With no sleep for thirty-six hours, with the woman he loved murdered but sitting in the back seat giving him directions toward the corporal remains of the Virgin Mary, what else was there to do but shut down his emotions, turn off his rational faculties, and become some sort of servomechanism?

Go through the motions, follow instructions to get to where you’re going, do, do, do, but don’t think, don’t question, and for God’s sake, don’t feel.

Because mixed with the guilty joy of having Carrie back was the horrific realization that she wasn’t really back...not really back at all.  And Dan knew if he unlocked his emotions he’d go mad, leap from the car, and run screaming through the trees.

So he kept everything under lock and key, turned the car onto the narrow asphalt path, and kept his eyes on the road.

Water sluiced down the incline toward the Taurus but the front-wheel drive kept them moving steadily.  Pine needles, pine cones, leaves, and fallen branches littered the roadway.  Dan drove over them, letting them snap and thud against the underbelly of the car.  He didn’t care.  Didn’t care if they punctured the oil pan or the gas tank.  All he wanted was to get where he was going.  Somewhere ahead was the Virgin, and with her maybe the man who shot Carrie.

And then what will I do?

Whatever he did or didn’t do, Dan sensed that he was on his way toward a rendezvous with destiny...or something very much like it.  Whatever it was that lay ahead, he wanted to confront it and have done with it.  Things had to change.  Something had to give.

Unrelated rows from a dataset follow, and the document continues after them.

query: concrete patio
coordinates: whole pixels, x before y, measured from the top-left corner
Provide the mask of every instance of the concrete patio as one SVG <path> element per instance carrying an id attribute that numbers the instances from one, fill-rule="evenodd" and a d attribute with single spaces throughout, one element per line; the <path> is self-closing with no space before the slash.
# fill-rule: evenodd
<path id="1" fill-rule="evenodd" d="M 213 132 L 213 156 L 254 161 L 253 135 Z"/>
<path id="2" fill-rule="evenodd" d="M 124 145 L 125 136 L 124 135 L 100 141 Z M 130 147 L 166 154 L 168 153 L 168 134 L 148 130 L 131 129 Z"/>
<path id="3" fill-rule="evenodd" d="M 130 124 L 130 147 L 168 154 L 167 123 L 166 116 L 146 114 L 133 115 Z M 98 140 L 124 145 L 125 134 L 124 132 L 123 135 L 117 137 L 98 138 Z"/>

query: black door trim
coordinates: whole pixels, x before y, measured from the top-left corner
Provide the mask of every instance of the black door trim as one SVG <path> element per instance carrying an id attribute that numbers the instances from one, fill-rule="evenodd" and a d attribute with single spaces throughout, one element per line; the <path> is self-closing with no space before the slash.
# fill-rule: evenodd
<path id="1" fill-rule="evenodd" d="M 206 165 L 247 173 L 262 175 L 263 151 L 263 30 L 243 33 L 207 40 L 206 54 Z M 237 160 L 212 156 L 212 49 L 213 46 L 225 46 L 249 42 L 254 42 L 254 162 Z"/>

Because he couldn’t go on like this much longer.

The trees thinned as they came to the top of a rise.  It looked open ahead.  And then Dan saw why: A deep ravine lay before them.

“Keep going?”

“Straight ahead,” Carrie said.

Kesev pointed.  “I see a bridge.”

Dan gunned the engine.  The car accelerated.

“And so, Senador,” Emilio said, spreading his hands expressively, “I’m afraid we are stuck here.”

Arthur Crenshaw nodded slowly, amazed at his own serenity.  Here he was, trapped in a house that was little more than a giant bay window set in a cliff overhanging the ocean, looking down the barrel at the most powerful Pacific storm on record.  He’d watched the front steamroll in, the lightning-slashed clouds sweep past, blotting out the rest of the world as the storm launched its assault on the coast—his coast.  And every time he’d thought he’d seen the peak of the storm, it grew worse.  The ocean below churned and frothed like an enormous Jacuzzi; thirty-foot waves lashed at the rocks, hurling foam a hundred feet in the air; wind and rain battered the huge windows, warping and rattling the glass.  And yet he was not afraid.

Something—who else could it be but Satan—had destroyed every place of worship in the world.  Saint Patrick’s in New York, every synagogue in Brooklyn, the National Cathedral in DC, all the small-town Baptist churches in the rural South, the Mormon Cathedrals in Bethesda and throughout Utah.  And yet he was not afraid.

That amazed him.

Perhaps he was too drained to be afraid.  Or perhaps all his fear was centered on Charlie.

His son was worse.

Arthur didn’t need a CD-4 count to know that.  Instead of falling, Charlie’s fever had risen through the night.  He was now in a coma.